Let’s denote the probability measure induced by $X$ as $P_{X}(A) := P \left( X^{-1}(A) \right) = P(X \in A)$. $$ \overline{h^{-1}(B)} \subset h^{-1}(B) \cup C_{h}^{c} $$ Considering all closed sets $B$ in $S'$, the above inclusion relationship holds.
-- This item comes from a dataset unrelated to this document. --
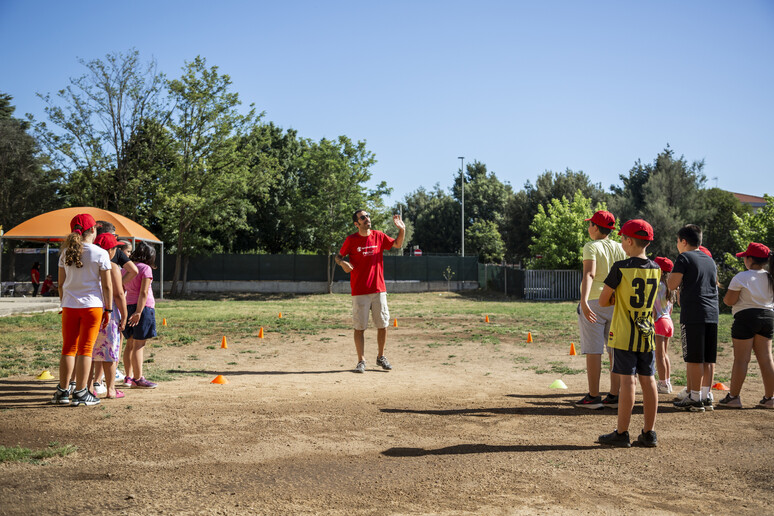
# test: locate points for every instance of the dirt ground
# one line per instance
(455, 428)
For an arbitrary $x \in \overline{h^{-1}(B)}$, since $h$ preserves closure for the continuous part, containing $h^{-1}(B)$ and the preimage of the non-continuous part includes $C_{h}^{c}$. Since the closure $\overline{h^{-1}(B)}$ is a closed set in $S$ $$ \begin{align*} & \limsup_{n \to \infty} P \left( h ( X_{n} ) \in B \right) \\ =& \limsup_{n \to \infty} P \left( X_{n} \in h^{-1} (B) \right) \\ =& \limsup_{n \to \infty} P_{X} \left( h ( X_{n} )^{-1}(B) \right) \\ =& \limsup_{n \to \infty} P_{X} \left( \left[ X_{n}^{-1} \circ h^{-1} \right] (B) \right) \\ =& \limsup_{n \to \infty} P_{X} \left( X_{n}^{-1} \left( h^{-1} (B) \right) \right) \\ =& \limsup_{n \to \infty} P_{n} \left( h^{-1} (B)\right) \\ \le & \limsup_{n \to \infty} P_{n} \left( \overline{h^{-1} (B)} \right) \end{align*} $$

Portmanteau Theorem: Let’s say the space $S$ is both a metric space $( S , \rho)$ and a measurable space $(S,\mathcal{B}(S))$. The following are all equivalent.
(1): $P_{n} \overset{W}{\to} P$
(2): For all bounded, uniformly continuous functions $f$, $\displaystyle \int_{S} f dP_{n} \to \int_{S}f d P$
(3): For all closed sets $F$, $\displaystyle \limsup_{n\to\infty} P_{n}(F) \le P(F)$
(4): For all open sets $G$, $\displaystyle P(G) \le \liminf_{n\to\infty} P_{n}(G)$
(5): For all $P(\partial A) = 0$, $\displaystyle \lim_{n\to\infty} P_{n}(A) = P(A)$ of every $A$

Following [1], if $X_{n} \overset{D}{\to} X$, then $P_{n} \overset{W}{\to} P_{X}$, and by the assumption $P_{X}(X \in C_{h}^{c}) = 0$ and $(1) \implies (3)$ of the Portmanteau theorem $$ \begin{align*} \limsup_{n \to \infty} P_{X} \left( h ( X_{n} )^{-1}(B) \right) \le & \limsup_{n \to \infty} P_{n} \left( \overline{h^{-1} (B)} \right) \\ \le & P_{X} \left( \overline{h^{-1} (B)} \right) \\ \le & P_{X} \left( h^{-1} (B) \cup C_{h}^{c} \right) \\ \le & P _{X}\left( h^{-1} (B) \right) + P_{X} \left( C_{h}^{c} \right) \\ \le & P_{X} \left( h^{-1} (B) \right) \\ \le & P_{X} \left( X^{-1} \left( h^{-1} (B) \right) \right) \\ \le & P_{X} \left( \left( h(X) \right)^{-1} (B) \right) \end{align*} $$ Showing $\displaystyle P_{X} \left( \left( h(X) \right)^{-1} (B) \right) \le \liminf_{n \to \infty} P_{X} \left( h ( X_{n} )^{-1}(B) \right)$ by the same method $$ \lim_{n \to \infty} P_{X} \left( h ( X_{n} )^{-1}(B) \right) = P_{X} \left( \left( h(X) \right)^{-1} (B) \right) $$

■